Buildings burned out of control. For a time, authorities directed airplanes away from the St. Louis airport and cleared the sky over Ferguson. At least 18 people were injured, The Associated Press reported.

Capt. Ron Johnson of the state Highway Patrol, the man credited with restoring peace following the violence three months ago, said that the community “has to take some responsibility for what happened tonight in terms of tearing our community apart.”

Officers in Ferguson used tear gas and sent up smoke to break up unruly demonstrators, but Belmar said that they had fired no shots.

The violence came despite pleas from authorities in Missouri, the Brown family and President Barack Obama, who encouraged calm in a speech from the White House that was televised side-by-side with pictures of police clashing with demonstrators in Ferguson.

The Brown family said in a statement after the decision: “We are profoundly disappointed that the killer of our child will not face the consequence of his actions.”

Protests broke out across the country. Hundreds blocked traffic on the Robert F. Kennedy Bridge in New York. A crowd of 500 shut down an interstate in Oakland, California. Police said people threw fireworks at officers in Seattle.

Grand jury records were released after the decision was announced, including Wilson’s interview with police detectives on the day after the shooting.

He described Brown as taunting and assaulting him, and said that the teenager was so menacing, the officer “felt like a 5-year-old holding on to Hulk Hogan.” The officer said he was thinking: “How do I live through this, basically?”
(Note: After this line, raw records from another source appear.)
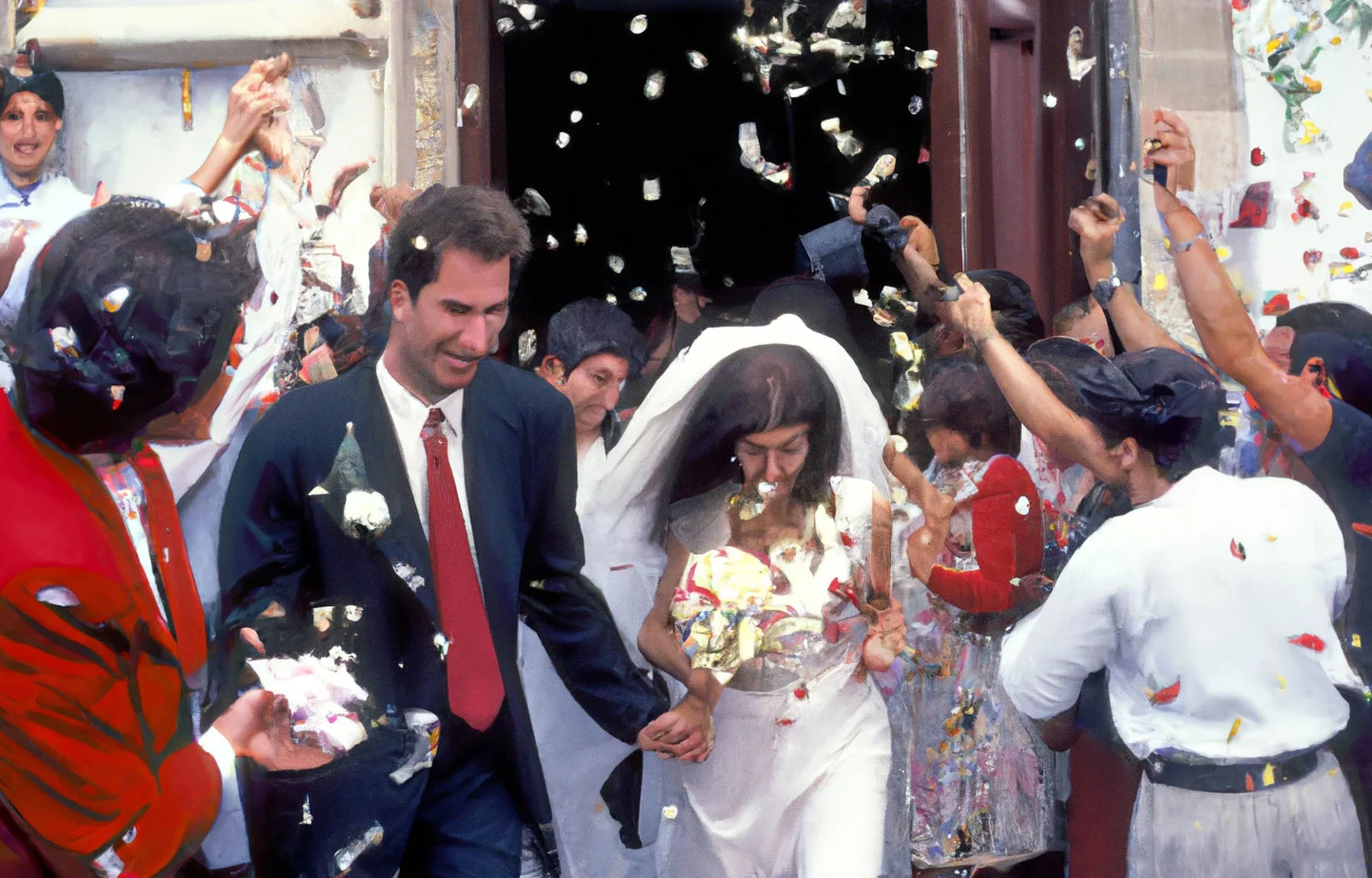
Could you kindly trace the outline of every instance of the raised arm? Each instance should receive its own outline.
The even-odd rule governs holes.
[[[1135,296],[1129,284],[1113,288],[1102,281],[1114,277],[1114,236],[1124,225],[1120,203],[1106,193],[1092,196],[1078,204],[1067,218],[1067,226],[1081,239],[1081,266],[1092,288],[1092,299],[1106,309],[1120,340],[1128,351],[1148,347],[1170,347],[1185,353],[1177,342],[1158,325]]]
[[[1200,220],[1168,189],[1154,184],[1152,193],[1173,241],[1177,278],[1206,357],[1247,387],[1288,439],[1306,451],[1318,447],[1334,421],[1329,401],[1268,357]]]
[[[283,75],[281,59],[257,60],[248,71],[229,89],[229,108],[224,118],[224,130],[210,147],[204,162],[188,177],[202,192],[209,195],[218,188],[252,143],[262,122],[276,110],[280,100],[272,84]]]
[[[901,225],[910,228],[910,241],[903,252],[895,254],[896,268],[910,287],[911,298],[919,307],[933,309],[938,302],[938,244],[933,230],[918,217],[903,217]]]
[[[958,285],[962,296],[948,306],[948,320],[981,351],[1019,421],[1052,450],[1081,464],[1102,482],[1118,484],[1124,471],[1095,427],[1062,405],[1024,357],[1000,337],[991,320],[991,296],[985,288],[966,274],[958,276]]]

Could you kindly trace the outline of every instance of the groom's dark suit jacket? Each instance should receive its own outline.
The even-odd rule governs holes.
[[[344,532],[340,491],[311,495],[327,480],[350,423],[368,487],[390,509],[391,524],[375,541]],[[506,691],[493,728],[498,766],[527,819],[550,823],[516,661],[519,620],[542,639],[576,701],[615,737],[632,742],[667,702],[628,658],[605,598],[580,576],[575,425],[567,399],[531,373],[483,361],[465,391],[462,453],[465,512]],[[357,678],[373,713],[391,708],[366,742],[324,768],[252,775],[250,786],[258,789],[248,790],[250,826],[273,835],[255,838],[254,848],[296,848],[288,857],[292,873],[313,875],[316,868],[332,874],[335,852],[373,822],[387,845],[403,845],[425,772],[405,783],[390,779],[413,749],[413,737],[397,730],[395,717],[406,708],[450,715],[435,646],[440,627],[428,542],[375,365],[284,395],[254,427],[225,502],[220,575],[221,643],[233,642],[241,627],[259,627],[258,616],[272,602],[306,631],[313,608],[362,608],[361,635],[353,642]],[[464,645],[449,649],[449,660],[461,661]],[[311,814],[302,819],[306,796]],[[251,814],[254,807],[272,814]],[[299,849],[309,853],[302,859]],[[305,863],[317,867],[302,868]],[[355,871],[364,864],[365,857]]]

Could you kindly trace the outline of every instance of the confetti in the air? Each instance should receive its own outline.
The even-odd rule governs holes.
[[[648,74],[648,80],[643,81],[643,97],[648,100],[657,100],[663,96],[663,88],[667,85],[667,74],[661,70],[654,70]]]

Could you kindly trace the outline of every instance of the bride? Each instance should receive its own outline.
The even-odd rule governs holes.
[[[788,316],[701,335],[583,486],[586,575],[718,730],[645,790],[659,874],[881,871],[890,730],[867,665],[903,639],[886,439],[852,359]],[[579,770],[547,763],[550,792]],[[558,838],[569,866],[586,841]]]

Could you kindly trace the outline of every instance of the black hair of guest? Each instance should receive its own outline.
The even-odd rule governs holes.
[[[435,184],[405,206],[386,239],[387,287],[403,281],[410,299],[418,300],[449,250],[465,250],[483,262],[509,258],[513,285],[532,244],[528,224],[504,192]]]
[[[726,357],[691,412],[678,454],[672,502],[698,497],[737,479],[734,446],[744,436],[809,424],[809,453],[792,497],[829,498],[842,443],[838,392],[814,357],[793,344],[761,344]]]
[[[1233,443],[1233,428],[1220,421],[1224,387],[1187,354],[1150,347],[1106,362],[1078,384],[1091,420],[1102,434],[1137,442],[1168,482],[1213,466]]]
[[[1019,418],[981,364],[959,358],[938,368],[919,398],[919,417],[926,429],[952,431],[973,449],[985,442],[993,454],[1019,454]]]
[[[214,384],[259,273],[246,225],[206,232],[115,199],[48,241],[11,344],[32,428],[73,454],[125,451]]]
[[[1277,317],[1279,327],[1302,332],[1335,332],[1372,343],[1372,311],[1351,302],[1309,302]]]
[[[1324,362],[1339,398],[1358,412],[1372,414],[1372,340],[1340,332],[1297,332],[1291,343],[1291,375],[1301,375],[1312,359]]]

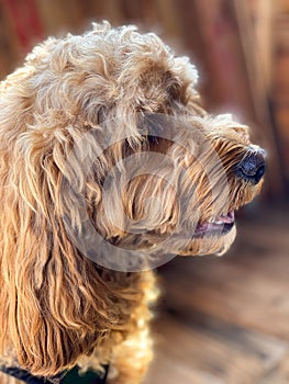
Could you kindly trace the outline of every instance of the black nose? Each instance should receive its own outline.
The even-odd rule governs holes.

The prosecutor, Robert McCulloch, said that some witnesses gave conflicting statements, and that others turned out not to have seen the shooting at all.

“As tragic as this is, it was a not a crime,” McCulloch said.

Twelve miles away in St. Louis, windows were smashed, and police made 21 arrests, including for unlawful gun possession, property destruction and burglary. Mayor Francis Slay said at daylight that the violence was unacceptable.

He said that it “not only puts a black eye on our community, but it really sets back the cause of social justice. Violence doesn’t solve anything.”

Chief Sam Dotson of the St. Louis police said he was proud of his officers. He said that bands of opportunistic people had roamed the city, but “at every turn they encountered police officers or members of the National Guard.”

But the scene was much worse in Ferguson. At a news conference overnight, Johnson said: “We talk about peaceful protest, and that didn’t happen tonight. Change is created through our voice and not through destruction of our community. Right now, this community is really fractured.”

Rick Brown and Tracy Jarrett contributed to this report.